A strength of this study is the use of high-quality and complete nationwide registers to capture socioeconomic status and the accurate number of work absence days. These databases are subject to a high degree of completeness, have no loss of follow-up (other than death or emigration) and cover the entire population. For the first time, a Norway-specific friction length was applied to a Norwegian setting. An assumed friction length of 3 months is often applied in FCA studies and empirical estimates using stock and flow data on vacancies in the labour market are usually derived from the Netherlands [13, 22, 42].

4.2 Limitations

A limitation of this study is its reliance on aggregated data for the friction length and vacancy multiplier, an assumption regarding the 28-day training period, and the use of survey results in the literature from settings other than Norway for the compensation mechanism and team production multiplier. In particular, there is uncertainty regarding what these values are for the latter parameters that have been derived from a non-Norwegian setting, and the true value may be outside the bounds of the parameter distribution used in the PSA. For computational simplicity, we also assumed that these parameters were equal throughout the vacancy chain. The individual aspects of all parameters were not taken into account, which is a limitation due to their individualistic nature. Future studies could further develop methods and focus on attaining more disaggregated model parameters from the relevant country, disease, job, education, or other group settings. The 28 days included in the friction length as an assumption of the length of the training period is also subject to large individual and job-type differences.

We did not include any estimates on productivity losses due to presenteeism (i.e. reduced on-the-job productivity). Presenteeism costs are estimated to be substantial elsewhere, and our productivity loss estimates are underestimated in general [43].
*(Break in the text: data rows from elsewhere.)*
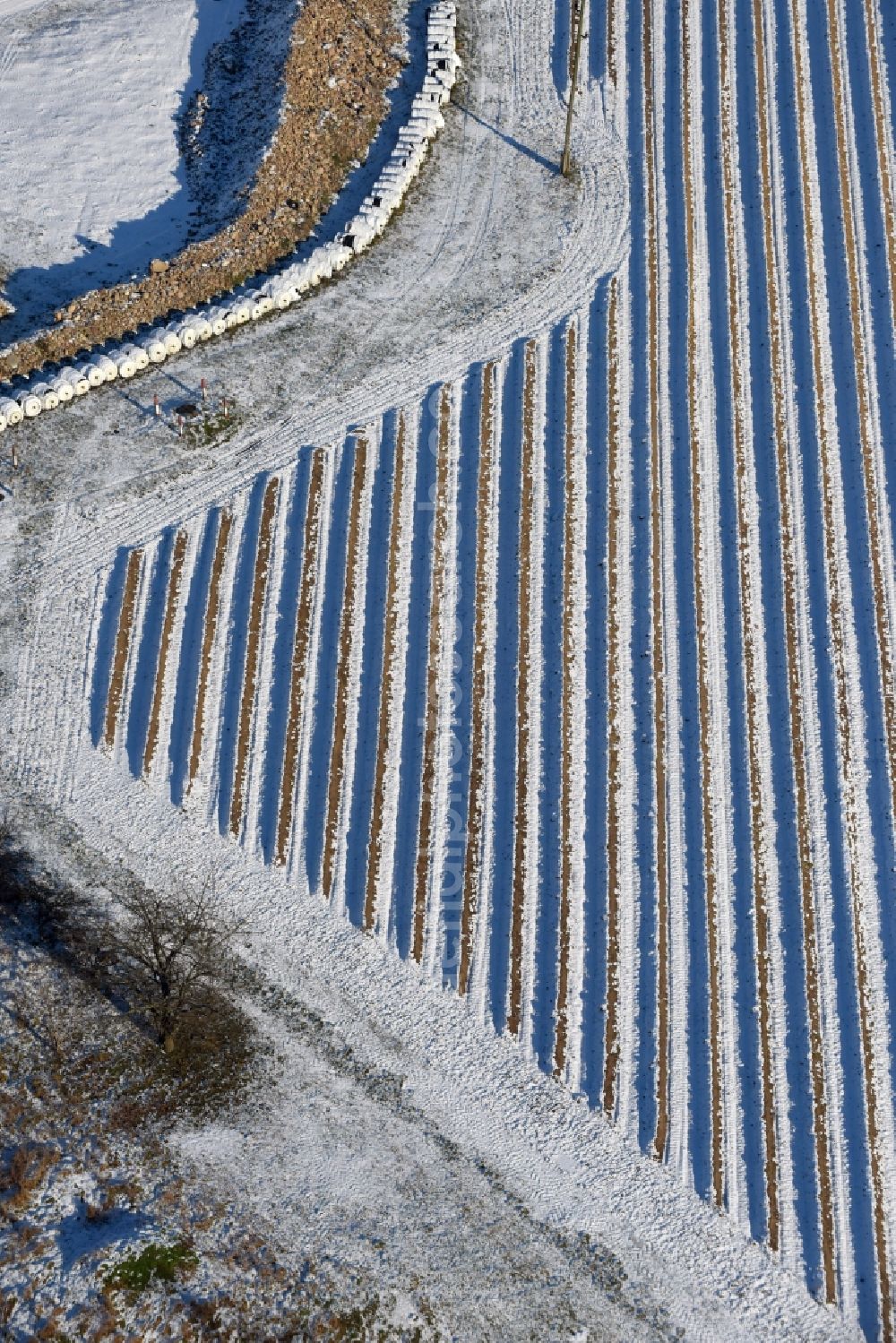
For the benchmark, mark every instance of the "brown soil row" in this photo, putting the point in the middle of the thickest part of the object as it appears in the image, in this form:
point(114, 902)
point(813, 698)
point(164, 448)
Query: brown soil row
point(753, 667)
point(614, 739)
point(212, 607)
point(123, 645)
point(323, 131)
point(794, 691)
point(872, 504)
point(484, 528)
point(347, 635)
point(253, 646)
point(888, 194)
point(659, 635)
point(430, 728)
point(301, 643)
point(522, 724)
point(392, 654)
point(702, 661)
point(161, 667)
point(567, 726)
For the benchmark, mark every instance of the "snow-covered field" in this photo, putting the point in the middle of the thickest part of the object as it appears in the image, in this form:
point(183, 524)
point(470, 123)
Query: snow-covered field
point(522, 659)
point(90, 99)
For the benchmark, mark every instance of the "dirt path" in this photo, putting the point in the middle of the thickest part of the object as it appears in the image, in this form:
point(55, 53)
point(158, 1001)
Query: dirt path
point(430, 726)
point(164, 648)
point(794, 689)
point(754, 667)
point(212, 608)
point(484, 595)
point(702, 654)
point(392, 657)
point(349, 633)
point(567, 726)
point(522, 718)
point(338, 70)
point(298, 676)
point(250, 672)
point(123, 646)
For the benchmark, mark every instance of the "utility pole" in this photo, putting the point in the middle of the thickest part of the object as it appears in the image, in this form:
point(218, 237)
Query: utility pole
point(565, 161)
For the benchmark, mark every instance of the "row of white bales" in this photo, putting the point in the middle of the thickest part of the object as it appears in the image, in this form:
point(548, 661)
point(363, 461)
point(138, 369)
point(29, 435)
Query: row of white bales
point(42, 392)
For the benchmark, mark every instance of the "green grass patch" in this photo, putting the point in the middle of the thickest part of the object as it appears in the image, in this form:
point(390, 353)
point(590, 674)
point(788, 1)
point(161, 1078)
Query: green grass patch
point(163, 1262)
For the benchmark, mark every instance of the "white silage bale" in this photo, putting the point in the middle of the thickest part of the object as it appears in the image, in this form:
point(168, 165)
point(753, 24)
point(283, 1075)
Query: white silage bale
point(323, 265)
point(218, 320)
point(93, 372)
point(263, 304)
point(284, 296)
point(48, 399)
point(78, 379)
point(188, 333)
point(338, 255)
point(155, 347)
point(317, 268)
point(11, 411)
point(124, 363)
point(139, 355)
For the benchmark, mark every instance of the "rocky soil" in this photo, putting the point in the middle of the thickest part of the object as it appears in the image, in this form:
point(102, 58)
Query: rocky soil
point(341, 59)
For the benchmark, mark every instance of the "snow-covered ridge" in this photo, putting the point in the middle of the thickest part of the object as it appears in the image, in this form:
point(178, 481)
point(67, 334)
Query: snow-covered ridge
point(125, 358)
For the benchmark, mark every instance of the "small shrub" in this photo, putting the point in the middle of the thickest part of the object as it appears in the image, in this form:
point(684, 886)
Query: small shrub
point(160, 1262)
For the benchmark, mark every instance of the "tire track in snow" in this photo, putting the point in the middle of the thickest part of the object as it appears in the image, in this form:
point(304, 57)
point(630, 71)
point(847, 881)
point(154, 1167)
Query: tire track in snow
point(301, 643)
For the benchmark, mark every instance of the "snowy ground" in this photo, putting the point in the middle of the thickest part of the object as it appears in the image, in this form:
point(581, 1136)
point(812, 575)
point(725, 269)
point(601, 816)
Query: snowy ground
point(90, 108)
point(430, 1122)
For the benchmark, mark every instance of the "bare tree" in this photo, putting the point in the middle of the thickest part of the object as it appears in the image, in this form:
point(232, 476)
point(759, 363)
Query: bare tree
point(177, 955)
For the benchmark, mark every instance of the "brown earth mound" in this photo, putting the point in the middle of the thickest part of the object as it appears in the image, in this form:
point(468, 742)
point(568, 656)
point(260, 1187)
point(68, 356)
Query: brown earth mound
point(339, 66)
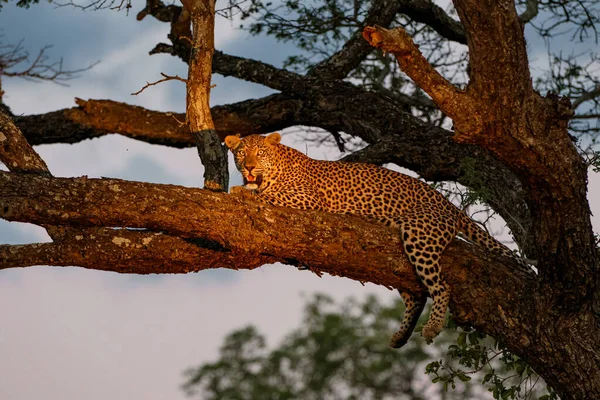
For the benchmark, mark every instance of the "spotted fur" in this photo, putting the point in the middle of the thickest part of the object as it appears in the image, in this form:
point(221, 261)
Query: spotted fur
point(426, 220)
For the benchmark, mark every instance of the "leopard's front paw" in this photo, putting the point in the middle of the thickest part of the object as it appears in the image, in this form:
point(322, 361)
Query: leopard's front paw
point(429, 332)
point(240, 191)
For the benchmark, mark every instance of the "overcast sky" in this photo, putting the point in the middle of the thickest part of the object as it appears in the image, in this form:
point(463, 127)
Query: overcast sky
point(70, 333)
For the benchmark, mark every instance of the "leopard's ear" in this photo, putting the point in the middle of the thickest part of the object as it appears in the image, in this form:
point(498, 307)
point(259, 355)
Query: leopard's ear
point(232, 141)
point(273, 138)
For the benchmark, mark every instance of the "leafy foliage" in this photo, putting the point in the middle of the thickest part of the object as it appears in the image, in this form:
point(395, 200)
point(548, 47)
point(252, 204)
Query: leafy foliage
point(339, 352)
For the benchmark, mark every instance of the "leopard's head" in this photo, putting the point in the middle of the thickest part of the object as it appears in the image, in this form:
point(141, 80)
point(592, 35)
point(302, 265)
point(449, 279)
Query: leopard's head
point(255, 157)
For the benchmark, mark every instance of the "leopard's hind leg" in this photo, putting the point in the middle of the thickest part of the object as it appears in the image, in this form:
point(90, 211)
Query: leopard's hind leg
point(414, 307)
point(426, 231)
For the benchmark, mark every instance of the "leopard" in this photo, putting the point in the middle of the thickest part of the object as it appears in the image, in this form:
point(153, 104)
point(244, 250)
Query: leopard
point(425, 220)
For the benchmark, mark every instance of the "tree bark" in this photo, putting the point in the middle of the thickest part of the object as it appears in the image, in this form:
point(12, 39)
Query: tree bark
point(499, 111)
point(211, 152)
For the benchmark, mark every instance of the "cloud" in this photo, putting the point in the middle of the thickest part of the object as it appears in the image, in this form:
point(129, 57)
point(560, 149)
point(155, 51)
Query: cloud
point(71, 333)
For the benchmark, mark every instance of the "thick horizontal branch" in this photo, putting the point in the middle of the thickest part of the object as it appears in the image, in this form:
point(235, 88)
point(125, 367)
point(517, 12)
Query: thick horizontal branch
point(228, 223)
point(127, 251)
point(354, 51)
point(95, 118)
point(220, 230)
point(15, 152)
point(398, 137)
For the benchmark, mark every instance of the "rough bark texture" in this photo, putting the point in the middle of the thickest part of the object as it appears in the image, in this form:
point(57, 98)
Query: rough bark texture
point(500, 111)
point(211, 152)
point(508, 141)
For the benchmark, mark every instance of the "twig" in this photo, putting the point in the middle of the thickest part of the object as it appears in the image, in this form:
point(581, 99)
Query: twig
point(166, 78)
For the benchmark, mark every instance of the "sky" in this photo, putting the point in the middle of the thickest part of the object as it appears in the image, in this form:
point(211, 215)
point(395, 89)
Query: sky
point(71, 333)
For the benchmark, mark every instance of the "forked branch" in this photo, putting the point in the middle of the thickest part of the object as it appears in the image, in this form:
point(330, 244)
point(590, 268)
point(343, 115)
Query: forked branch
point(452, 101)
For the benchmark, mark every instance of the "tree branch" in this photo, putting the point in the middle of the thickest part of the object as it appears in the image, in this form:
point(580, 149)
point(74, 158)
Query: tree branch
point(453, 102)
point(592, 94)
point(165, 78)
point(15, 152)
point(198, 116)
point(339, 65)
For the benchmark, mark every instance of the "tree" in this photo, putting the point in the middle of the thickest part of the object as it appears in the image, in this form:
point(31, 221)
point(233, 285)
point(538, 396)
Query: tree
point(338, 352)
point(523, 153)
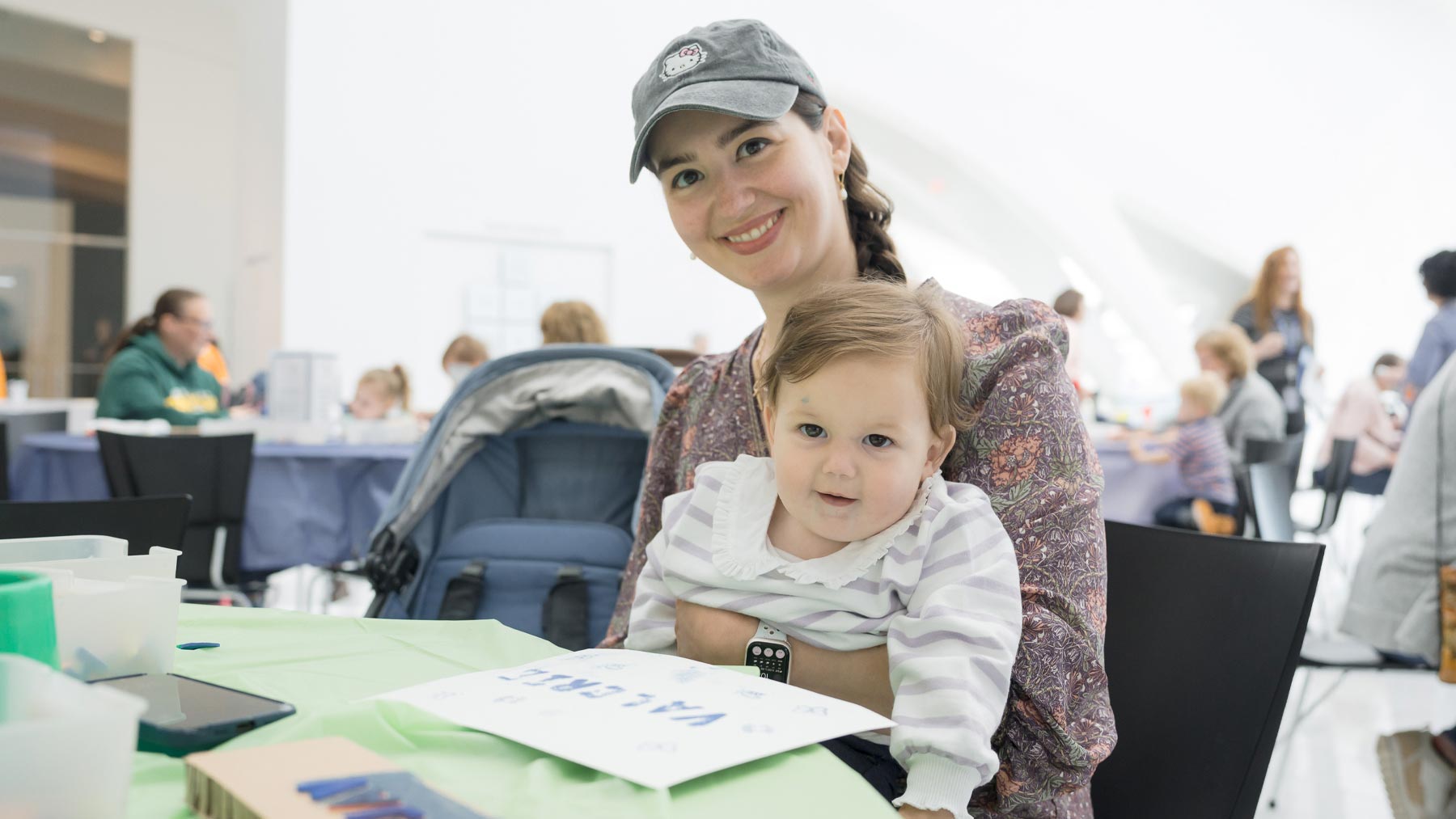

Owing to data availability and the structure of the data, short-term absences (<14 days) were not recorded in the register. This is a data limitation, but it also means that we miss many work absence episodes and underestimate losses. Given that these absences are shorter than the friction length, their value for estimating productivity would be identical for the HCA and FCA. However, the impact of socioeconomic status could play a role if such short-term absences showed different absence patterns. From our results, we observe that groups with higher education/income have a higher proportion of patients with an absence than those with low education/income. Future studies could investigate whether this also holds for absences shorter than 14 days. If so, productivity losses could be relatively higher for the high education/income groups, potentially reducing the differences across socioeconomic groups.

5 Conclusion

The socioeconomic differences in work absence are reflected in productivity losses, and including such stratifications is important to fully highlight the heterogeneity in those losses. In health economic applications, such as cost-effectiveness and cost-of-illness studies, socioeconomic differences in productivity losses may be larger than the sensitivities in parameter values, such as friction length. Recent methodological contributions on the vacancy multiplier and friction length FCA estimations have made it easier to implement the FCA in health economic applications. These contributions can be complemented by disaggregating these parameters to the group or individual level. With the disaggregation of model parameters in combination with individual-level data, productivity loss analyses will be more realistic and detailed, and their relevance and usefulness will be improved.